In a way, dr. Bernard’s life prepared her for this moment. She inherited her activist streak from her parents, who grew up in the social-liberal 1960s and lived on a community farm in upstate New York when their children were small.

When she was five, she told her family she was going to be a doctor, her sister Rebeccah Johnson said. When she was 15, she and her sister walked past a phalanx of protesters at a Planned Parenthood clinic to get contraceptives. She later witnessed firsthand the complications women can face from pregnancy when she and her father, a carpenter, went to Guatemala to help run health clinics.

Maybe that’s why she’s always been drawn to obstetrics and gynecology. Early in her career, Dr. Bernard joins a program called AMPATH, run by Indiana University, that brings American doctors to Kenya, where abortion is largely banned.

Almost a third of the patients she saw suffered complications from unsafe home abortions. “We often saw women who were raped, assaulted and now pregnant,” said Dr.

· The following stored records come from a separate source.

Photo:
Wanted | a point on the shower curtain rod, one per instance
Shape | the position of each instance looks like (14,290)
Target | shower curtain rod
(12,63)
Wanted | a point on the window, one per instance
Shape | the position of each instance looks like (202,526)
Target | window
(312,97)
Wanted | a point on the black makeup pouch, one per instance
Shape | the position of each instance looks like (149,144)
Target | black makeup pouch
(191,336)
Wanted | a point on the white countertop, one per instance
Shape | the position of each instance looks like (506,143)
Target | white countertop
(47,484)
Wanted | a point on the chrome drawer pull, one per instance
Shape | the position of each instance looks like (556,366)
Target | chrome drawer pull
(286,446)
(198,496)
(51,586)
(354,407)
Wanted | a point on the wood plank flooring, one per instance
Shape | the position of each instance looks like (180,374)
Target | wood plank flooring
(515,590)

Astrid Christoffersen-Deb, her superior.

After graduating from medical school and residency at Upstate Medical University in Syracuse, NY, Dr. Bernard trained at Washington University in St. Louis, where she received accreditation in “complex family planning,” a specialty that qualifies her to handle complicated cases, including second-trimester abortions.

“People who need abortions in the second trimester are often faced with the absolute worst situations imaginable – they have a very desired pregnancy and their baby will not survive or will have an incredibly difficult life and they are trying to spare their child this outcome” , she said, adding, “Politicians, people who are uncomfortable with abortions, have usually never been in situations like this.”

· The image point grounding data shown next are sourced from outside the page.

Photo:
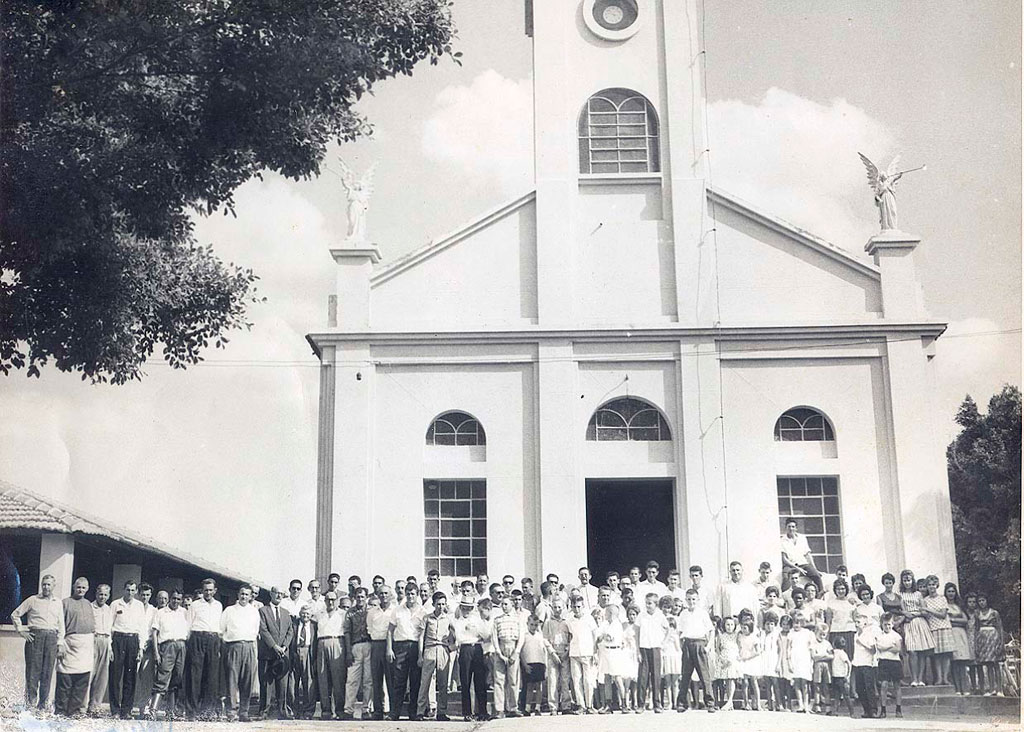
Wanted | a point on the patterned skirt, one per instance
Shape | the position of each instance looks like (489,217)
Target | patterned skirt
(988,646)
(943,638)
(918,636)
(962,648)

In 2017, Dr. Bernard St. Louis to Indiana, where she became a doctor who advocates for reproductive rights, said Dr. Tracey A. Wilkinson, a pediatrician who worked there with Dr. Bernard is involved with the Indiana chapter of the Reproductive Health Advocacy Project. dr Wilkinson spent all of Monday at the Indiana Capitol and said she felt Dr. Bernard’s absence very strong.

“We don’t know that we’re going to change the way the voting takes place,” said Dr. Wilkinson. “We go on record that someone stood up and said this is wrong. We go so our patients will hear someone who cares about them.”

Indiana’s abortion ban emerged from a Senate committee on Tuesday, drawing critics from across the political spectrum. Abortion rights advocates have called the measure an attack on women, while several anti-abortion activists have criticized exceptions that would allow abortion in cases of rape and incest; One suggested that the 10-year-old patient of Dr. Bernard should have given birth.

If the law is passed, said Dr. Bernard, she will likely refer Indiana women to out-of-state abortion providers. Though she knows it could cause her more trouble, she has no intention of keeping quiet.

“One of the most important things about abortion in America is that people don’t want to talk about it,” she said. “They fear the stigma, vendors fear the stigma that they will be harassed, specifically because they were. So one of the most important things is to be honest.”

MitchSmith contributed to this story.

Leave a Comment

Your email address will not be published.